Управляемый опытной рукой парусник бороздил море почти на линии горизонта.

Буду ли я стоять здесь через много лет, уже стариком, и смотреть, как мой сын управляет парусником, сын, зачатие которого стало всего лишь досадным недоразумением?

Эта мысль объединяла прошлое и будущее, переплетала связанные друг с другом жизни в судьбу, в фатум. Чудовищность произошедшего с Алексеусом перекликалась с событиями прошлого, и прошлое было все еще здесь, было живым и реальным.

Потому что Янис живой и реальный...

Как и дитя в утробе Кэрри.

Алексеусу вспомнилась прочитанная им когда-то фраза: «Нельзя понять время, пока не станешь родителем. Дети создают время своим существованием — они создают прошлое и будущее».

Тогда он отмахнулся от этой мысли.

Теперь он понял. Ребенок в утробе Кэрри — его будущее, он должен принять его. Будущее, на которое однажды, уже стариком, он станет смотреть и вспоминать этот момент.

Не хочу будущего, хочу прошлое. Мое радостное, без лишних сложностей, полное удовольствий прошлое.

Но оно не вернется. Всё. Если только...

Нет. Об этом нельзя даже думать! Скорей в офис, к компьютеру, к работе, искать забвения.

— Алексеус! — раздался за дверью требовательный и властный голос матери. — Мне нужно поговорить с тобой.

Он заставил себя откликнуться, не мог иначе. Лучше бы она уехала пораньше утром со всеми своими гостями, но она осталась. Алексеусу вспомнились его собственные слова, брошенные ей: «Я никогда не женюсь».

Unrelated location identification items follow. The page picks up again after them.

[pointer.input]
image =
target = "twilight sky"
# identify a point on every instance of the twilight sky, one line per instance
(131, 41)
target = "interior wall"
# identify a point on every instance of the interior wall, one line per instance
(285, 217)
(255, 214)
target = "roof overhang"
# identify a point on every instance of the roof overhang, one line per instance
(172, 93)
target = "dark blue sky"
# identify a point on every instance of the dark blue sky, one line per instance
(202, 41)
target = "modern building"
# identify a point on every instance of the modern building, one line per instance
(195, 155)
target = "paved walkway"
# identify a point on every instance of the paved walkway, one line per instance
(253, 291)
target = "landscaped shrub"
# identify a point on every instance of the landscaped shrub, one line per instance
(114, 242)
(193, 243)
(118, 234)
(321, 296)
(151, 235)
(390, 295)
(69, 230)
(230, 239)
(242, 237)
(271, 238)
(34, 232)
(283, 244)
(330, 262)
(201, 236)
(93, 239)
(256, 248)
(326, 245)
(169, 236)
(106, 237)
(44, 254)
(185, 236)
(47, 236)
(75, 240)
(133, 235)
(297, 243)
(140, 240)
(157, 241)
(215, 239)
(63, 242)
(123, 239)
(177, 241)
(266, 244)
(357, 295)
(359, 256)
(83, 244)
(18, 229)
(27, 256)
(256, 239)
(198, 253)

Похоже, жениться мне все же придется...

Он повернулся к матери.

— Правда, что девица, которую ты привез сюда, беременна? — спросила та, сжимая дверной косяк так сильно, что побелели костяшки пальцев.

— Да.

— Ты знал? — Беренис задавала свои вопросы бесстрастно, лицо ее казалось окаменевшим.

— Нет, пока она не потеряла сознание сегодня утром.

— Выкидыш?

— Неизвестно. Угроза остается. — Он ждал, когда она снова заговорит. Пусть скажет то, что так хочет сказать.

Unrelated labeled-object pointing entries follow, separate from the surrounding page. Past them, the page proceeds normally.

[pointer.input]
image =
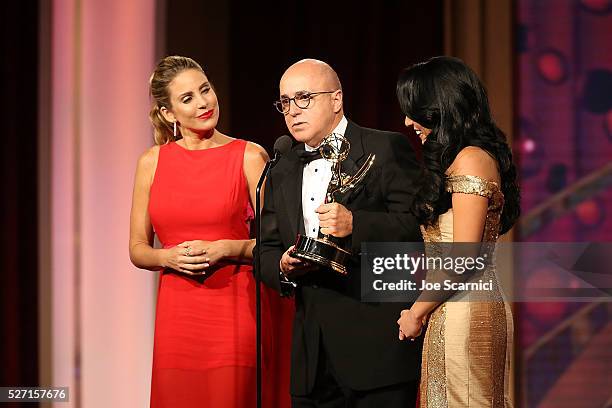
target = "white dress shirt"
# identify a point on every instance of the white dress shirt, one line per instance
(315, 180)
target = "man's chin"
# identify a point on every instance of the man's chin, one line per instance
(300, 136)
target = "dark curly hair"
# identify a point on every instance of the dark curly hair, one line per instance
(443, 94)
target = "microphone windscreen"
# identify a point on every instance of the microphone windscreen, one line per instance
(283, 144)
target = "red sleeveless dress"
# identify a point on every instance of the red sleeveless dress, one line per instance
(205, 350)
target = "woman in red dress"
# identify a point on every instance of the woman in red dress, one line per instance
(195, 189)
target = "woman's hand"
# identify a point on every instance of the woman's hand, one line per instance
(410, 326)
(213, 251)
(186, 259)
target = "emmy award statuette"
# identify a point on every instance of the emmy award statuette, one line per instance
(329, 251)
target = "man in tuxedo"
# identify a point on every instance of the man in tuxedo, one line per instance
(345, 353)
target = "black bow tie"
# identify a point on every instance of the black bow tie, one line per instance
(306, 157)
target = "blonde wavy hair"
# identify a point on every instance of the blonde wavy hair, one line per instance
(165, 71)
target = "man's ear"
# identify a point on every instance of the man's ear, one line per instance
(167, 114)
(337, 101)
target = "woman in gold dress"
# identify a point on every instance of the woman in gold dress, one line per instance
(469, 194)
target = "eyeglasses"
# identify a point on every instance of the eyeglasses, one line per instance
(301, 99)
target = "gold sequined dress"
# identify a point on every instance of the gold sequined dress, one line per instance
(466, 352)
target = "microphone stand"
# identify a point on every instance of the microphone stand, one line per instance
(263, 176)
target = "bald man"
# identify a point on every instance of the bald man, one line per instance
(345, 353)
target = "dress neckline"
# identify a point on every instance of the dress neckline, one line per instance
(206, 149)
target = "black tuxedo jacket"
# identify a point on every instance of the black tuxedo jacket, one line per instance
(359, 338)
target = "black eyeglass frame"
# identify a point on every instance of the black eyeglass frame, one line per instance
(279, 104)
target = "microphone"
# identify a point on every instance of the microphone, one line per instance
(281, 147)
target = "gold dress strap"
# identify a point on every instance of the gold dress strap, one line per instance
(467, 184)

— Как ты намерен поступить?

Мать продолжала говорить спокойно, отчего Алексеусу стало еще хуже.

— Как должен. Женюсь.

Она медленно кивнула. Потом перевела дыхание.

— Уверен, что это твой ребенок?

— Да, — лаконично ответил Алексеус, сжав губы. Мать скептически подняла брови.

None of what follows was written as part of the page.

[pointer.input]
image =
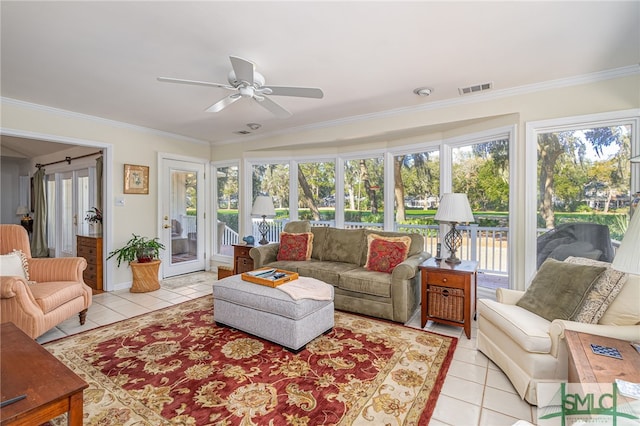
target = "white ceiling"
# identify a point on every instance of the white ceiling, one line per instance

— Срок беременности очень маленький, а Кэрри провела со мной... некоторое время.

Беренис посмотрела в окно. Далеко в море виднелся белый парус яхты Яниса. Некоторое время она молча смотрела на синюю гладь, потом снова повернулась к сыну:

— Все повторяется. То, что когда-то сломало мою жизнь, теперь разрушает твою. Боже милостивый, это невыносимо! — Она на мгновенье прикрыла глаза. — Всю жизнь я охраняла твои интересы, боролась за тебя, защищала тебя, и что? Мой собственный сын угодил в сети проститутки-вымогательницы.

— Она не вымогательница! Ты же ничего о ней не знаешь! — резко запротестовал Алексеус.

— Ничего? Да я знаю о ней все, что нужно! Я видела ее своими глазами! Ты очень ясно показал все, когда вчера вечером продефилировал с ней! И сегодня утром очень, понятно объяснил, почему ты не хочешь жениться! Совершенно очевидно, какого сорта эта девица. А теперь ей удалось забеременеть! — Лицо матери исказила гримаса отвращения.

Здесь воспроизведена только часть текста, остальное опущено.